Beginning writers tend to underestimate the time and effort required to edit and revise their novels. I know I did. When a writer finishes that first draft, he might think the finish line is within sight. In reality, he isn’t even close to finishing the race. With that in mind, here’s a handy checklist:

  • Write your book. Keep in mind it’s a first draft. You don’t need to strive for perfection. Get the story down.
  • Put it aside for four to six weeks and work on a new project.
  • Do a self-edit and make revisions. Pay attention to inconsistencies in the story, characters. Focus on the theme. How well have you developed the theme? Is it too obvious or does it come out through the story, setting and the characters?
  • Check your revisions. Do a read-through as a reader.
  • Give your work-in-progress to a trusted critic. Your critic should be someone who recognizes quality fiction and can offer an objective, independent critique. Better yet, give it to a couple of critics.
  • Make revisions based on the critiques, but remember, you are the final arbiter. You know your story and your characters better than anyone else. If every critic wants you to change something and it doesn’t feel right to you, the final decision is yours.
  • Hire a professional book editor and a proofreader, if resources allow.
  • Evaluate the recommendations of your editor and revise accordingly.
  • Do a final read-through with a hyper-critical eye.
  • Start on your query letter.

How long does the editing process take? It depends on a number of factors, including the availability and willingness of outside critics to review various drafts.
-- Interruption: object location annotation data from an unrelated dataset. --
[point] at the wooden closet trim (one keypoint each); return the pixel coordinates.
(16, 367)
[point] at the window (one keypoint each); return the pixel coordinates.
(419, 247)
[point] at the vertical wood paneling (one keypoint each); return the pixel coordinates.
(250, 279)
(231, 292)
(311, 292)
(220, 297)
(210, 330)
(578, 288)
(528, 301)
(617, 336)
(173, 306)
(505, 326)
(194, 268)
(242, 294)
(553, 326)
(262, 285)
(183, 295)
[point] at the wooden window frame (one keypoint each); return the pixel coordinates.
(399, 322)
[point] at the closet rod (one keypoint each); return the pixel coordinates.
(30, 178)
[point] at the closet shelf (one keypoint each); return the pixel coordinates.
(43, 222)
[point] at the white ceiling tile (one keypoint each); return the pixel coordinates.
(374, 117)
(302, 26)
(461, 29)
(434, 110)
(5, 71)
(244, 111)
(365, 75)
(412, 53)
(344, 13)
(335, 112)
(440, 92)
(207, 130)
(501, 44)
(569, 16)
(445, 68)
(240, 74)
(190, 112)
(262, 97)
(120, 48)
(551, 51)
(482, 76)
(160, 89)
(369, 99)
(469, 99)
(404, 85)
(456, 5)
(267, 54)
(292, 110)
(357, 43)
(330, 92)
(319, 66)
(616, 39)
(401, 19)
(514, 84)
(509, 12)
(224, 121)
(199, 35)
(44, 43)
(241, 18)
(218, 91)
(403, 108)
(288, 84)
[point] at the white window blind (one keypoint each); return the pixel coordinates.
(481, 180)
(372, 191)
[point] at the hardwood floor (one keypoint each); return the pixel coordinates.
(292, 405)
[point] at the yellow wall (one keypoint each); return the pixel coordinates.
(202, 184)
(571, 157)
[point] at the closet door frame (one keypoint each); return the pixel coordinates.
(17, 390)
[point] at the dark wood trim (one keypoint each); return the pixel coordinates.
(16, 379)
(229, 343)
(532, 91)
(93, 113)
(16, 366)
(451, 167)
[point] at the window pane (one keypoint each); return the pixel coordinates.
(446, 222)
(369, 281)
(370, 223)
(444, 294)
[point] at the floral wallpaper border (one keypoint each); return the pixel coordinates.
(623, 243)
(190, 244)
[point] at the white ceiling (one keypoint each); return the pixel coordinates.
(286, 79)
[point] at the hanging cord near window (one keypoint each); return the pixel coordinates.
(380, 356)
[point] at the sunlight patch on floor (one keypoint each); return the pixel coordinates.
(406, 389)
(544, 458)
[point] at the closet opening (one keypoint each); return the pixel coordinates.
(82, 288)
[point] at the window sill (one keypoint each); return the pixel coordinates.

And they must be willing to adhere to some sort of timetable. This is where it gets dicey—asking others to sacrifice their time to serve your interests.

The writer must be willing to invest his own time and resources during the editing process. I did seven line edits of my first novel. Each round of line editing took six to eight hours. It can be exhausting, especially when you’ve edited your book four or five times already. The writer must be willing to put in the effort.

I actually enjoy editing almost as much as writing, but I’m weird that way.

If you don’t have access to a writers’ group or a trusted critic, there are online critique sites. Most require the writer to edit the work of others before the writer is able to submit his own work. If you have the resources, you can take your work directly to a book editor, but make sure you have thoroughly edited it first. Book editors charge by the hour and writers shouldn’t spend their money paying someone else to catch errors they should have caught.

Some writers who have the resources hire both an editor and a proofreader. It’s difficult for an editor to concentrate on story and characters and on proofreading at the same time. It’s a good investment if you can afford it.

With the growing popularity of self-publishing, it’s incumbent on authors to make every effort to make sure their novel is as polished as it can be before publishing it.

What is your editing process? Do you use a book editor? What are the qualities of a good book editor?